Command Pack 1.0 $30
http//
SAS Free
http//
The Cornell offering (spyder) is ok, but doesn't present to results very well.
It gives you a list of files that you then have to go and search through.
But, it is free too.
FTK has a limited search function that you may be able to customize. I've done it for INFO2 files. Also, WINHEX has a very good data carving feature. Check out
-Dawson
Perl2exe allows perl files to be created as standalone exe's for Windows or unix. So if you know perl and can write your regular expressions in it then you should be good to go. It requires a registration fee.
I've never used it (but planned to shortly) - heres the link anyways - http//
Ronan
Not exactly free, but I think dtSearch also fits for your requirements. The disadvantage is that you have to create an index first.
Tell us if you find something more direct for these kind of searches!
DTsearch will search without an index. It's called an unindexed search.
Check this out http//
DTsearch is a great tool with tons of options. It also has command line options. We use it to keyword search large scale data on a daily basis.
Greetings,
DTsearch's ability to query databases is pretty slick. They mention Linux in passing but really don't provide any detail. Have you had any experience using it to search non-Windows filesystems?
Anything else out there worth looking at on par with DTsearch?
-David
Greetings,
DTsearch's ability to query databases is pretty slick. They mention Linux in passing but really don't provide any detail. Have you had any experience using it to search non-Windows filesystems?

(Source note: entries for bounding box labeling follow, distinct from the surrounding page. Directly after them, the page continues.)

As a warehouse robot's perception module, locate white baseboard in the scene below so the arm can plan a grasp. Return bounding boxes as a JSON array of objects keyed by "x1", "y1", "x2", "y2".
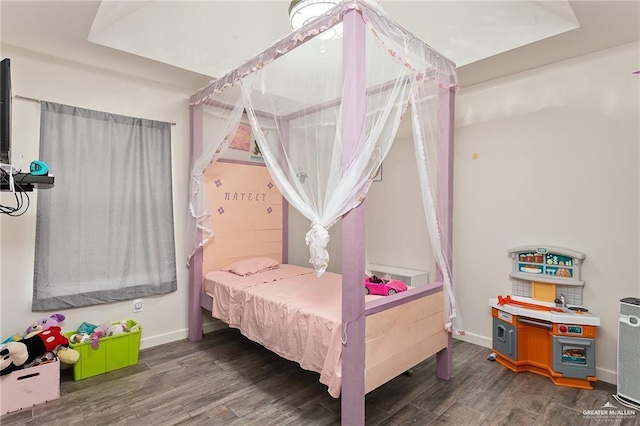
[
  {"x1": 596, "y1": 367, "x2": 618, "y2": 385},
  {"x1": 140, "y1": 320, "x2": 618, "y2": 385},
  {"x1": 140, "y1": 320, "x2": 228, "y2": 349},
  {"x1": 453, "y1": 333, "x2": 493, "y2": 348}
]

Anything else out there worth looking at on par with DTsearch?
-David
I've only read about the engine that runs on Linux I've never actually used it. We have used the windows version to search Mac data in the past. I think there were some issues with special characters though. The boolean searching seems to be the standard and the easiest method to use. I still don't understand why Guidance doesn't have it in Encase. I don't think the Mercury add on does either. I asked them about it when I was demoing the software and the response was to use regular expression.
Splunk
It is not just extremely robust, it also allows saving searches and re-applying it to new sets of data.